I haunted the house unhurriedly, wandering through rooms I had loved and forgotten. It was my own past I was exploring, and I got a strange sense of time standing still. There was the storeroom that was the depository for all the toys we had outgrown, and as I peeked in, I saw our old bikes stored carefully by the wall. Outside, near the kitchen, I spotted an old calendar. The writing had faded, and I had to strain to make out that it dated from 1995. The calendar hadn’t been taken off or replaced for over twenty years.

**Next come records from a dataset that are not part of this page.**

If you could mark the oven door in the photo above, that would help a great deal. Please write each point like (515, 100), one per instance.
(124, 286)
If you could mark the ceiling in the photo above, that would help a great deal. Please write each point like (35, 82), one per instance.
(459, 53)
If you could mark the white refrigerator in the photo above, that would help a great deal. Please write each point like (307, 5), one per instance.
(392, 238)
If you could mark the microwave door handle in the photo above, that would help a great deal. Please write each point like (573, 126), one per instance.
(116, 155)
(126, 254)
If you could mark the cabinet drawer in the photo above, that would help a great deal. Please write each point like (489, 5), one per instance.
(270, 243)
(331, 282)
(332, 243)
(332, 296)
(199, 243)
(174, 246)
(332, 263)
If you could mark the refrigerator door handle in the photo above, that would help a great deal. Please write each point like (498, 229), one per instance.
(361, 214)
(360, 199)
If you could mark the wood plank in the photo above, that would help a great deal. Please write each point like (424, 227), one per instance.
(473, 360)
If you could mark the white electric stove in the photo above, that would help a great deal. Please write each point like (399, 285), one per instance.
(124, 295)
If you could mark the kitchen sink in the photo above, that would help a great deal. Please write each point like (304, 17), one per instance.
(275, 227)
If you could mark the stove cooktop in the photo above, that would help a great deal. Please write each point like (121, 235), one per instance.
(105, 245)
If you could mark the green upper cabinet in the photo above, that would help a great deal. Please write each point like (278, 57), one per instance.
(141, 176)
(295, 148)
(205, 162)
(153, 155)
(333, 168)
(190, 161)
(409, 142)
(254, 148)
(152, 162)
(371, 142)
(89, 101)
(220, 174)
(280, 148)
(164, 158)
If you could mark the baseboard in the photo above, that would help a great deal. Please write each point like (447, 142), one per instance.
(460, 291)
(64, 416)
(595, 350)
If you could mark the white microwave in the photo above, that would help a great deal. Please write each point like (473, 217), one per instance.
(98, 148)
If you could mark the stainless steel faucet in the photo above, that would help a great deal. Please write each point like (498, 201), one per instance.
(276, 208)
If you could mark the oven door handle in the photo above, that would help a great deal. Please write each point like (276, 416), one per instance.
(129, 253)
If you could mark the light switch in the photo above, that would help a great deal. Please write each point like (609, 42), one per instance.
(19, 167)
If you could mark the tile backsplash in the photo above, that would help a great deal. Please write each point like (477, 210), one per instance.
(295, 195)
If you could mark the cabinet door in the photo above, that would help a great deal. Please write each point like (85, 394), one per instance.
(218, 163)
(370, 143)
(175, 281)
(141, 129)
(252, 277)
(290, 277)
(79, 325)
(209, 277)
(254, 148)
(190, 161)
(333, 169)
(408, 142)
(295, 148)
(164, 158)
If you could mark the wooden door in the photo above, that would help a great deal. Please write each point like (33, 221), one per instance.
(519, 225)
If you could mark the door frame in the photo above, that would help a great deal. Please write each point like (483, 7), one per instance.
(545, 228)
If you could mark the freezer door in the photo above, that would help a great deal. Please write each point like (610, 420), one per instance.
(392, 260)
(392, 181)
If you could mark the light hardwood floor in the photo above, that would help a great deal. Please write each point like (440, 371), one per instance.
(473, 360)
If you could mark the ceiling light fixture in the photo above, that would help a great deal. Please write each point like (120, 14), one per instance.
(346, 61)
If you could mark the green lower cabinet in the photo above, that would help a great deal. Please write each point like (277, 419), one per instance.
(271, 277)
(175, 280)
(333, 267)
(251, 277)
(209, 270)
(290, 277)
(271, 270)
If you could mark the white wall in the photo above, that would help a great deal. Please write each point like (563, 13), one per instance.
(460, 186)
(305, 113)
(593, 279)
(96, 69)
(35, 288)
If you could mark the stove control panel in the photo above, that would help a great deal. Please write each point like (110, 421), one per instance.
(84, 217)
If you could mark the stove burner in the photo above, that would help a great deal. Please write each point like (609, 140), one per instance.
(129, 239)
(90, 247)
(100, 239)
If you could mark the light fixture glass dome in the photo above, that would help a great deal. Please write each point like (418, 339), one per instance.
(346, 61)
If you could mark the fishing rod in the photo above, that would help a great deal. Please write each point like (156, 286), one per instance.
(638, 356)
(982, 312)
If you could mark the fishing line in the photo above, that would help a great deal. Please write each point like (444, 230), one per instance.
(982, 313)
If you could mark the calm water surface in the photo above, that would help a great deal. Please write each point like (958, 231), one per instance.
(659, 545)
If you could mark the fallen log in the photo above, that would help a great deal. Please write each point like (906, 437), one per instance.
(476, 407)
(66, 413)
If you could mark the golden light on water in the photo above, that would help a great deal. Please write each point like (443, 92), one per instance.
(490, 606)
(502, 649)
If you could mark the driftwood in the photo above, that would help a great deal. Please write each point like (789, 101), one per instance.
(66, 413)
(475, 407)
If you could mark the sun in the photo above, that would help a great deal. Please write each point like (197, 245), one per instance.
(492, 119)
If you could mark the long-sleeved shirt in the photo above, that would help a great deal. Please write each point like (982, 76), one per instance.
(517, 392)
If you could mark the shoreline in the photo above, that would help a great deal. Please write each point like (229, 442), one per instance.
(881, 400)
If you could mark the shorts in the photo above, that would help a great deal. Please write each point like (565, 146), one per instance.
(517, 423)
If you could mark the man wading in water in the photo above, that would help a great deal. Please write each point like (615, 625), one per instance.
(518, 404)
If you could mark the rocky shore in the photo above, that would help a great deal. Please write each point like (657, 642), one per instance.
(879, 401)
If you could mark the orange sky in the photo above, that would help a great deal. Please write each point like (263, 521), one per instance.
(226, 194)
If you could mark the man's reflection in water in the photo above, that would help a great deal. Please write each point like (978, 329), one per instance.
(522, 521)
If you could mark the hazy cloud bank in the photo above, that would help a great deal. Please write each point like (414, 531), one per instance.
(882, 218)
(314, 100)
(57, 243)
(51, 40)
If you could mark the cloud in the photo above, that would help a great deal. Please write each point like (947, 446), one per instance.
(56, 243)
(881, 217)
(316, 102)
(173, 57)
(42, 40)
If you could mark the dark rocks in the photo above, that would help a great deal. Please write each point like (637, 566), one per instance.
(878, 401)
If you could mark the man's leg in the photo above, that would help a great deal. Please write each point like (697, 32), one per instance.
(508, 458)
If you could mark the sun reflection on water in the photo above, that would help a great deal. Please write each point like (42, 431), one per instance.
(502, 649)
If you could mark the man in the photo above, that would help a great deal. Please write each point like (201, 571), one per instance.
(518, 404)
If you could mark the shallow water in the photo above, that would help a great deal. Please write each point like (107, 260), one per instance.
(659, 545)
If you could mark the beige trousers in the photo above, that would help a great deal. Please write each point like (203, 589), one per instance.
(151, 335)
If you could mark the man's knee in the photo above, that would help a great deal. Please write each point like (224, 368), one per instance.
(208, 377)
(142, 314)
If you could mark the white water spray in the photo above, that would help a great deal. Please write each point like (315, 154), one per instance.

I heard a noise, a soft crack, a footstep on a dry leaf, perhaps, and I started. I immediately wandered back to the hallway to meet Maya, but I had been mistaken. No light came on in the porch, no key scraped against the lock, and no Maya appeared in front of me. I thought of our neighbours. There had been a family, the Kapoors, to our left with daughters roughly our age. We would meet after school, taking walks in the evening as the weather turned cool. I hadn’t met either of the girls for a decade or more, and now as I struggled to recall their names, I walked outside. Their house seemed different—larger, with several cars parked outside it—and though I wanted to walk towards them, to ring their bell and learn of how their lives had turned out, if there had been successes and marriages and children, I didn’t. Try as I might, I couldn’t recall the names of the girls. They had both had long hair they wore in braids down their backs, and both had a dimple on their left cheeks. Both were conventionally pretty, slim and neat and cheerful, but I couldn’t for the life of me remember what they were called.